The first seven services are capped at a combined $3299 in the GT-Line. The first five cost a combined $2128, and maintenance is required every 12 months or 10,000km.
The Volkswagen Polo is covered by a five-year, unlimited-kilometre warranty.
Volkswagen offers three- and five-year servicing plans priced at $1050 and $1900 respectively, and maintenance is required every 12 months or 15,000km.
There’s not a heap to separate the Rio and Polo in this comparison.
The Kia Rio has a similar list price but, based on the drive-away pricing provided on the Volkswagen Australia website, manages to undercut the Polo on test by around $2000.
It’s a lot of car for the money, and the sporty GT-Line bodykit and more interesting interior design are both welcome contrasts to the more demure Volkswagen.
More work is required on the powertrain front. The three-cylinder engine in the Rio is a rougher character than the Polo’s polished triple, and its dual-clutch transmission exhibits similar levels low-speed awkwardness… but without the same crisp, snappy feeling on the move.
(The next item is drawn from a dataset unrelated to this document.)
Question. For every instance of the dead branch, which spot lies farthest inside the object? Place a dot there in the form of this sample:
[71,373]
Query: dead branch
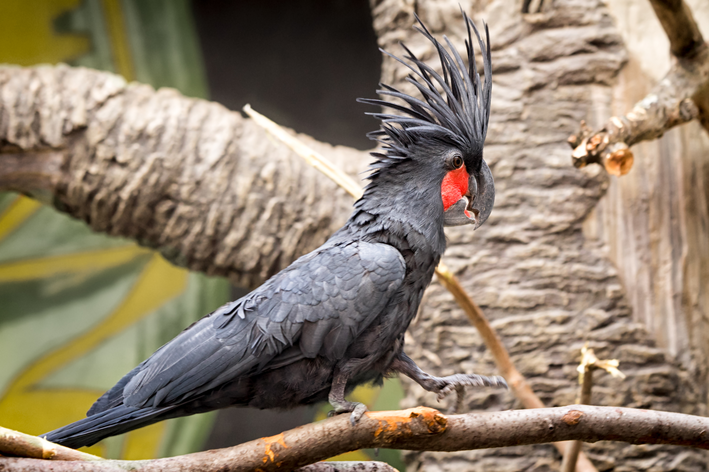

Neither of these cars are massive, but the Kia also can’t match the level of space on offer in the Volkswagen.
It won’t set your heart racing, but the buttoned-down, sensible Polo remains the city car to beat.
It’s going to be interesting to see if that changes with the arrival of the better-specified – but more expensive – facelift touching down in May. If you can’t wait to find out, there’s plenty of life in the existing model.